Overblog Suivre ce blog
Editer l'article Administration Créer mon blog
16 janvier 2012 1 16 /01 /janvier /2012 21:00

I spent time on Junos routers (T and MX series) to understand how multicast replication works. I carried out some tests in lab to better understand how the multicast replication is done at the PFE level. This study was very useful for some multicast issues that I experienced in my operational network. The aim of this post is to share with you what I guess understand icon_wink.gif

 

Patent search engines are usually good tools to obtain technical information.
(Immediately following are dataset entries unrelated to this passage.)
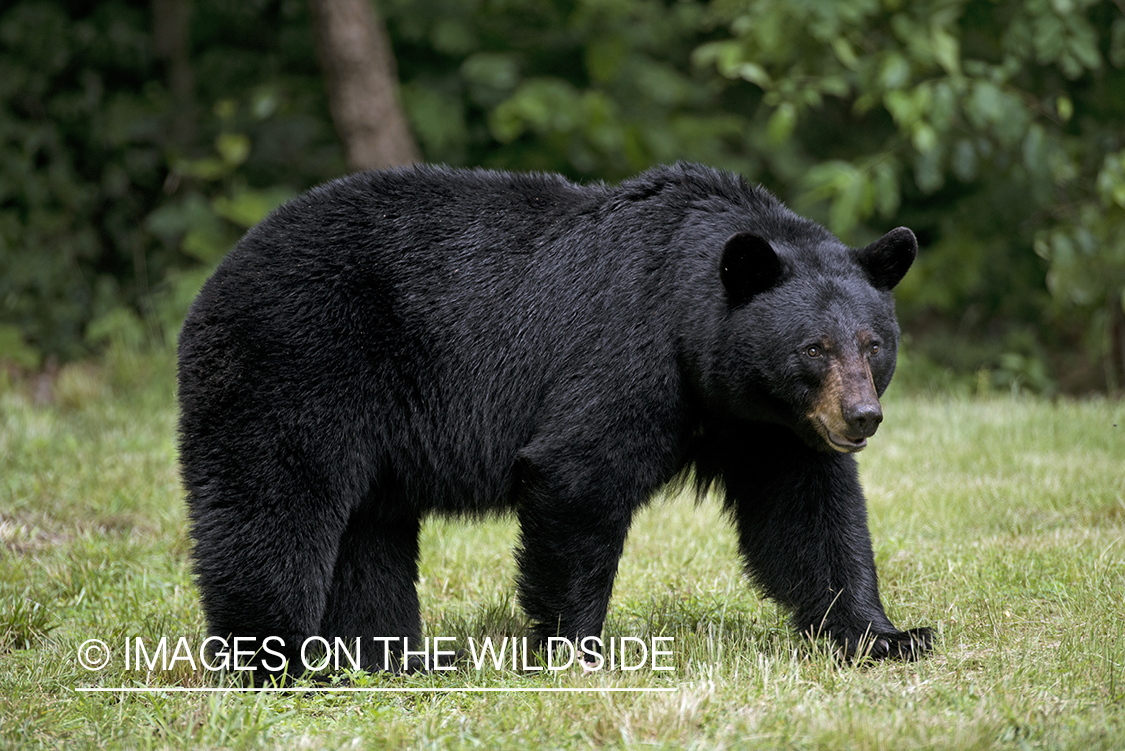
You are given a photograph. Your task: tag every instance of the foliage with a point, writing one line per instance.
(991, 127)
(98, 183)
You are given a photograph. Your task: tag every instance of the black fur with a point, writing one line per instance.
(402, 343)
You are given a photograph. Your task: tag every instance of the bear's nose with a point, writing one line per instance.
(863, 418)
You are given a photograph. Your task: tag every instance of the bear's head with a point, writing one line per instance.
(809, 336)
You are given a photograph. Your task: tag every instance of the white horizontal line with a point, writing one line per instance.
(352, 689)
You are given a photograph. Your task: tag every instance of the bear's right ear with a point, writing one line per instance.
(889, 258)
(749, 265)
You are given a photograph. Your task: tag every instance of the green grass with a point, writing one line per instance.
(1000, 521)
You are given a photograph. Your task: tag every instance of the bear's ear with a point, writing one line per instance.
(749, 265)
(888, 259)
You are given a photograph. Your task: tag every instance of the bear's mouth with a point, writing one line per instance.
(844, 443)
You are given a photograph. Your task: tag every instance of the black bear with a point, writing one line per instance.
(462, 342)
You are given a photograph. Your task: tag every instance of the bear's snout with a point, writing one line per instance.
(863, 418)
(847, 412)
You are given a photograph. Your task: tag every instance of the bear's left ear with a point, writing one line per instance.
(888, 259)
(748, 267)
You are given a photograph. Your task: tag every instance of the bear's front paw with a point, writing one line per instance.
(906, 645)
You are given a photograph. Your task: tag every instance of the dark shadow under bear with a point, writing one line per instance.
(431, 341)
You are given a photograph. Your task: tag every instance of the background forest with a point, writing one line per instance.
(137, 143)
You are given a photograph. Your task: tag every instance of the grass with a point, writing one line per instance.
(1000, 521)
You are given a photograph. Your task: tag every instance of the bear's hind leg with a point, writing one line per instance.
(572, 535)
(263, 575)
(374, 596)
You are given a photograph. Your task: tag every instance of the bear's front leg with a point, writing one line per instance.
(802, 528)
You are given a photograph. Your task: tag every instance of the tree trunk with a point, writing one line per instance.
(362, 84)
(171, 25)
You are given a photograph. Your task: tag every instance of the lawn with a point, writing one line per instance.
(1000, 521)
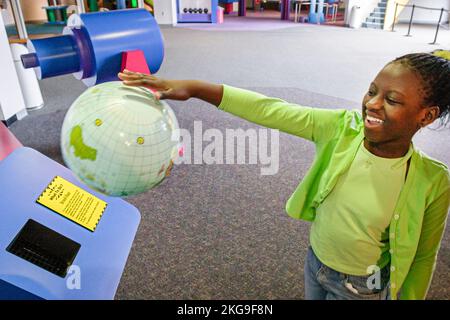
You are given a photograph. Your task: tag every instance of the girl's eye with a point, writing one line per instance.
(391, 101)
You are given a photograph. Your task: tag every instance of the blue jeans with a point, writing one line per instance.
(324, 283)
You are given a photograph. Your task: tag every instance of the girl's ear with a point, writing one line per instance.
(431, 114)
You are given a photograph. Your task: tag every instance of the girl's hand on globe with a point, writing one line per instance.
(162, 89)
(174, 89)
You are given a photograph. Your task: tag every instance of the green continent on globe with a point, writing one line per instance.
(82, 151)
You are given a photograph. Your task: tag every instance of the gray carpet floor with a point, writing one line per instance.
(221, 231)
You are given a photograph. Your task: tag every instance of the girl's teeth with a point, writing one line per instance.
(372, 119)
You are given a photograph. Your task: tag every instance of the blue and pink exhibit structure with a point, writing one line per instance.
(316, 12)
(242, 8)
(196, 11)
(44, 255)
(92, 45)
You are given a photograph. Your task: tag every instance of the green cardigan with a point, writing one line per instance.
(420, 215)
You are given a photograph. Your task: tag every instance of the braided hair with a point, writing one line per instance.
(434, 70)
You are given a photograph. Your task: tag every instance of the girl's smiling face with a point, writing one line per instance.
(393, 110)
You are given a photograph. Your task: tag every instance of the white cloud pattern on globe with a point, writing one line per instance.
(119, 140)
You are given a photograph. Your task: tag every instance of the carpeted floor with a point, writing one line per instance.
(214, 231)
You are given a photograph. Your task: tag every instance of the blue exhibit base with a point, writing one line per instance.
(100, 256)
(316, 18)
For this subject I've found 2 patents written by Juniper guys that provided me a lot of relevant information:

 

- Patent US 7,710,963: Binary Trees for multicast traffic

- Patent US 7,263,099: Multicast Packet replication

 

Note : I use some PFE commands that are not supported by the JTAC. Although I've never encountered an issue with these given commands (even on operational nodes), be carreful with them icon_wink.gif

 

1/ Basic information

 

Multicast replication, on Junos, is done at PFE (Packet Forwarding Engine) level. PFE is the entity within the linecard (FPC, DPC, MPC...) that manages : packet handling, route lookup, CoS, packet encapsulation, packet forwarding...

On a given card, there are more than one PFE. Each PFE supports more or less traffic and "connects" one or more physical ports. For instance : 

- FPC 3 on T640 : 2 PFE (each PFE supports 20Gbits/s and connects 2x10GE links or 20x1GE links) 

- FPC 4 on T1600 : 2 PFE (each PFE supports 40Gbit/s and connects for example 4x10GE PIC) 

- DPCE 4x10GE on MX960 : 4 PFE  (each PFE supports 10Gbits/s and connects 1x10GE link)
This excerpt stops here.